Questa non può essere rilasciata in sanatoria dopo la realizzazione, anche solo parziale, degli interventi, ad eccezione delle ipotesi contenute nell’articolo 167, la cui elencazione ha carattere tassativo (Tar Abruzzo-L’Aquila, sezione I, sentenza 369/2017). Si tratta di:
impiego di materiali diversi da quelli previsti nell’autorizzazione;
lavori che non abbiano determinato la creazione di superfici utili o volumi, ovvero un aumento di quelli autorizzati;

lavori comunque riconducibili alla manutenzione, ordinaria o straordinaria. Questi non devono alterare lo stato dei luoghi e l’aspetto esteriore degli edifici, poiché «l’assenza di uno specifico vulnus paesaggistico assume rilievo al fine di ammettere la sanatoria paesaggistica» (Tar Campania-Salerno, sezione I, 1603/2016; Tar Basilicata sentenza 586/2016). Il Consiglio di Stato (sezione VI, sentenza 3317/2017) ha poi chiarito che il divieto di sanatoria paesaggistica riguarda i volumi di qualsiasi natura «anche quando, qualora siano rilasciati ex ante dei titoli abilitativi, si possano formulare valutazioni urbanistico-edilizie sui presupposti per la realizzazione di volumi tecnici o interrati».

L’accertamento della compatibilità paesaggistica è un atto discrezionale e si applica la sanzione demolitoria in caso di rigetto della domanda. Viceversa, ove questa venga accolta, il trasgressore sarà tenuto al pagamento di una sanzione pecuniaria la cui entità è determinata con una perizia di stima, volta a determinare il maggiore importo tra il danno arrecato e il profitto conseguito mediante la trasgressione.
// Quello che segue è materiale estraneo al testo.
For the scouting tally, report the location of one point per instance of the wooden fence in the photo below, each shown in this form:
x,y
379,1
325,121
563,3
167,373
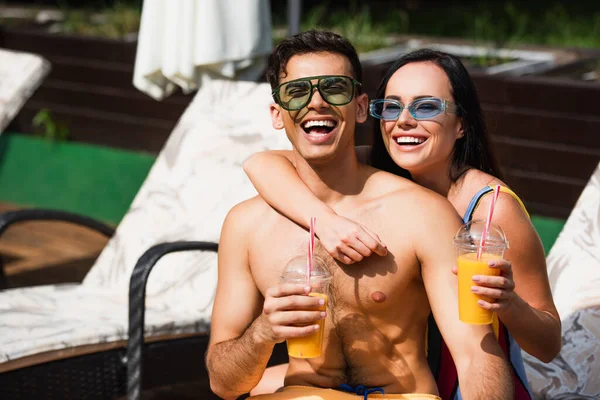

La sanzione è soggetta a prescrizione quinquennale.

La “sanatoria paesaggistica” costituisce quindi il presupposto per il rilascio dell’accertamento di conformità previsto dall’articolo 36 del Tu edilizia, e ottenere la conseguente estinzione dei reati previsti dalle norme urbanistiche ai sensi dell’articolo 45. Ma va segnalato l’orientamento della Cassazione penale (sezione III, sentenza 13730/2016), recentemente ribadito nella sentenza n. 24111/2017, secondo cui la concessione in sanatoria non estingue i reati paesaggistici previsti dal Dlgs 42/2004. Ciò in quanto «compete sempre al giudice l’accertamento dei presupposti di fatto e di diritto legittimanti l’applicazione del cosiddetto condono ambientale», e il giudice può disapplicare il provvedimento della Soprintendenza.